Organizations that must comply under HIPAA are called covered entities and include health plans, certain healthcare providers, and healthcare clearinghouses. HIPAA, the Health Insurance Portability and Accountability Act of 1996, protects the rights and privacy of patients. Covered entities and their business associates must understand all aspects of HIPAA to effectively protect patients during care. Especially when safeguarding patients’ protected health information (PHI) with cybersecurity measures such as HIPAA compliant email. This also means knowing who qualifies as a covered entity and who must comply with HIPAA at all times.
Health plans and healthcare providers are uncomplicated, which is why today we will dig deeper into healthcare clearinghouses.
A HIPAA refresher
HIPAA is U.S. legislation created to improve health coverage standards and combat fraud and abuse related to PHI. The Office for Civil Rights (OCR) regulates and enforces the act, which consists of five sections (or titles).
The most referenced is Title II, which sets policies and procedures for maintaining patient privacy, with the following rules:
- Privacy Rule (2003): covers the protection of PHI as well as compliance standards
- Security Rule (2005): sets required security standards to protect electronic PHI (ePHI)
- Enforcement Rule (2006): sets the guidelines for enforcing HIPAA and penalizing organizations
- HITECH Act (2009): promotes the adoption and meaningful use of technology in healthcare
- Breach Notification Rule (2009): sets the procedures for reporting breaches
- Omnibus Final Rule (2013): incorporates HITECH further by improving privacy protections
The U.S. Department of Health and Human Services (HHS) amends HIPAA as needed. At the same time, the government also looks to strengthen nationwide cybersecurity with further legislation.
Covered entities: health plans and healthcare providers
A covered entity is an individual, institution, or organization that must comply with HIPAA.
There are three categories of covered entities: health plans, healthcare providers, and healthcare clearinghouses.
Health plans include health insurance companies, HMOs (health maintenance organizations), company health plans, and government-sponsored healthcare programs (e.g., Medicare).
Healthcare providers are those that transmit electronic information in connection with a transaction for which HHS adopted a standard. These may include doctors, clinics, psychologists, dentists, chiropractors, nursing homes, and pharmacies.
We’ll explore healthcare clearinghouses below.
The Privacy Rule applies only to covered entities while also permitting these organizations to share information under certain provisions.
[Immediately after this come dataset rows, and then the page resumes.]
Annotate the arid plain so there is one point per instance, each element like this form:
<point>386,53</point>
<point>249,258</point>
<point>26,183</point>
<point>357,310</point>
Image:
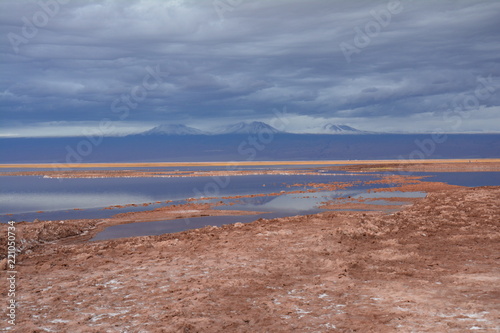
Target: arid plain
<point>428,265</point>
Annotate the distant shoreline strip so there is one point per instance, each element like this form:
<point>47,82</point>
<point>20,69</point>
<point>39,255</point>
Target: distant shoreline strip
<point>237,163</point>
A business associate is a person or entity that performs certain functions or activities that involves PHI. But before this occurs, covered entities must sign a business associate agreement with their business associates.
Covered entities: healthcare clearinghousesAn expanded definition from the National Institutes of Health states that a healthcare clearinghouse is:
A public or private entity, including a billing service, repricing company, community health management information system or community health information system, and “value-added” networks and switches that either process or facilitate the processing of health information received from another entity in a nonstandard format or containing nonstandard data content into standard data elements or a standard transaction, or receive a standard transaction from another entity and process or facilitate the processing of health information into a nonstandard format or nonstandard data content for the receiving entity.
In other words, healthcare clearinghouses act as third-party intermediaries between healthcare providers and health insurers (i.e., health plans). The most important feature of these organizations is that they must work directly with PHI. In fact, healthcare clearinghouses are classified as such because their sole role is PHI-related.
A similar organization whose primary role is unrelated to PHI is instead a business associate. This is because they instead perform a task on behalf of a covered entity.